Managing MDM security policies across a multi-OS fleet is not simply a question of having the right policies on each platform: it's about enforcing them consistently, at scale, from a single source of truth. For SMBs running macOS, Windows, iOS, and Android simultaneously, a siloed approach to device security is unsustainable.

Primo is built for exactly this challenge: a unified endpoint management platform that applies, monitors, and enforces security policies across all four operating systems from a single console, giving lean IT teams the control and visibility they need to keep every device compliant, without the complexity of managing four separate tools.

FAQ

What is an MDM security policy?

An MDM security policy is a set of configuration rules enforced remotely on a managed device: encryption requirements, passcode complexity, app restrictions, update schedules, and more. These policies are pushed from a central management console to enrolled devices, without requiring manual action from the end user.
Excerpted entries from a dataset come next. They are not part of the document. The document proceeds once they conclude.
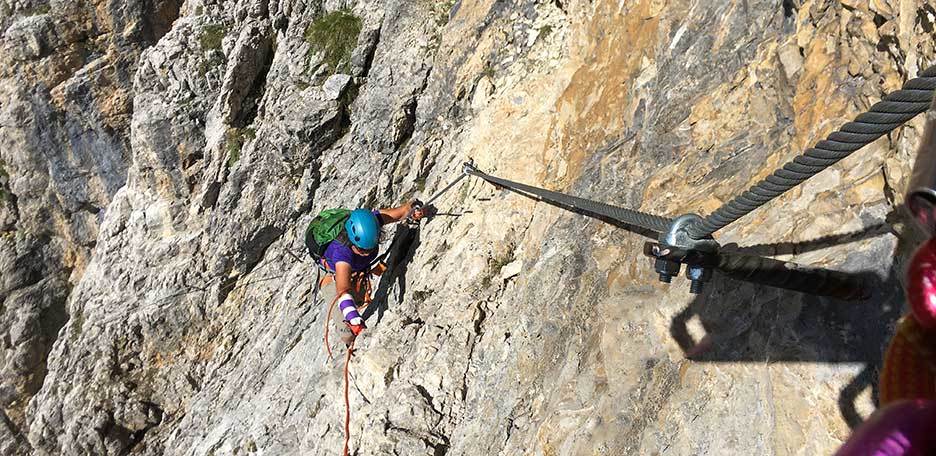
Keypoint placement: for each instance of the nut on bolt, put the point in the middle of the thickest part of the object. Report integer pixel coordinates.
(697, 275)
(667, 269)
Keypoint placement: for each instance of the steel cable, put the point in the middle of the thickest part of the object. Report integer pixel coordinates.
(882, 118)
(622, 215)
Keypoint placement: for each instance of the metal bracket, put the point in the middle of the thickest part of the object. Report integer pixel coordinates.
(677, 247)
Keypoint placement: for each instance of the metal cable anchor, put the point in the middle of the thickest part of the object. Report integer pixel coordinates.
(677, 247)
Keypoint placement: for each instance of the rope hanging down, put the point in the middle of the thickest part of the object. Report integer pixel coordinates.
(620, 214)
(883, 117)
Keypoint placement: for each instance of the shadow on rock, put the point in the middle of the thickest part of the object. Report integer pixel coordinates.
(737, 321)
(404, 245)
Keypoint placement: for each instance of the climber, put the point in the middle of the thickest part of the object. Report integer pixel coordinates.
(350, 248)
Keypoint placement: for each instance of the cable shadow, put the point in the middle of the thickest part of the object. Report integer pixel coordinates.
(736, 321)
(399, 254)
(632, 228)
(791, 248)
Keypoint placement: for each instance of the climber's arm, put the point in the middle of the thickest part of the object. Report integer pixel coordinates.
(398, 213)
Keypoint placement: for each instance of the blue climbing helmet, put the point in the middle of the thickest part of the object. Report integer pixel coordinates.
(363, 229)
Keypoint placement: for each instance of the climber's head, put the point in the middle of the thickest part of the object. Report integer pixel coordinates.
(363, 229)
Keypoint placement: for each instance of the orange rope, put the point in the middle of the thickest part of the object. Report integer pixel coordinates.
(347, 402)
(367, 288)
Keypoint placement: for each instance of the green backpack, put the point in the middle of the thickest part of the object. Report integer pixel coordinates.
(324, 228)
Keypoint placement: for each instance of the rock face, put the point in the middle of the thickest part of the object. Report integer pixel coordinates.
(160, 161)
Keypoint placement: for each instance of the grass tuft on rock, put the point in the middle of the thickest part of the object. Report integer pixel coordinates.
(334, 35)
(211, 36)
(235, 139)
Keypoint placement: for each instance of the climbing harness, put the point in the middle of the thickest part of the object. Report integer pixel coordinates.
(687, 239)
(360, 284)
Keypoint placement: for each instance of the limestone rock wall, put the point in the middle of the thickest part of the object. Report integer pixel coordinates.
(161, 160)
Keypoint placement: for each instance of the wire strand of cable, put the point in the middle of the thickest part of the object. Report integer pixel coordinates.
(627, 216)
(883, 117)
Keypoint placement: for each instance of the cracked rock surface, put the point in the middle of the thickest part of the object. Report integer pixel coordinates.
(159, 161)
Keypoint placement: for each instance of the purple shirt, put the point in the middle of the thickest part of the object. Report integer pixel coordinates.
(336, 251)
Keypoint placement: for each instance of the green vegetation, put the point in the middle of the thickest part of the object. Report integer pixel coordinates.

Can one MDM solution manage macOS, Windows, iOS, and Android at the same time?

Yes, provided the solution is a true UEM (Unified Endpoint Management) platform. Legacy MDM tools were built for mobile devices only. Modern UEM platforms like Primo manage all four operating systems from a single console, applying native policies for each OS.

What happens to a device that does not comply with MDM security policies?

Depending on the platform's configuration, a non-compliant device can be automatically blocked from accessing corporate resources, flagged for IT review, or receive a corrective configuration pushed remotely. Primo handles all three scenarios without manual intervention.

Is MDM security enforcement different on BYOD devices?

Yes. On personal devices (BYOD), MDM typically operates through a managed container (Work Profile on Android, User Enrollment on iOS) that separates corporate data from personal data. Security policies apply only to the managed partition, leaving personal apps and data untouched.

How long does it take to deploy MDM security policies across a multi-OS fleet with Primo?

Primo is designed for fast deployment. For new devices, security policies are applied at first boot through zero-touch provisioning (ABM, Autopilot, ZTE). For existing enrolled devices, policy updates are pushed in real time from the console.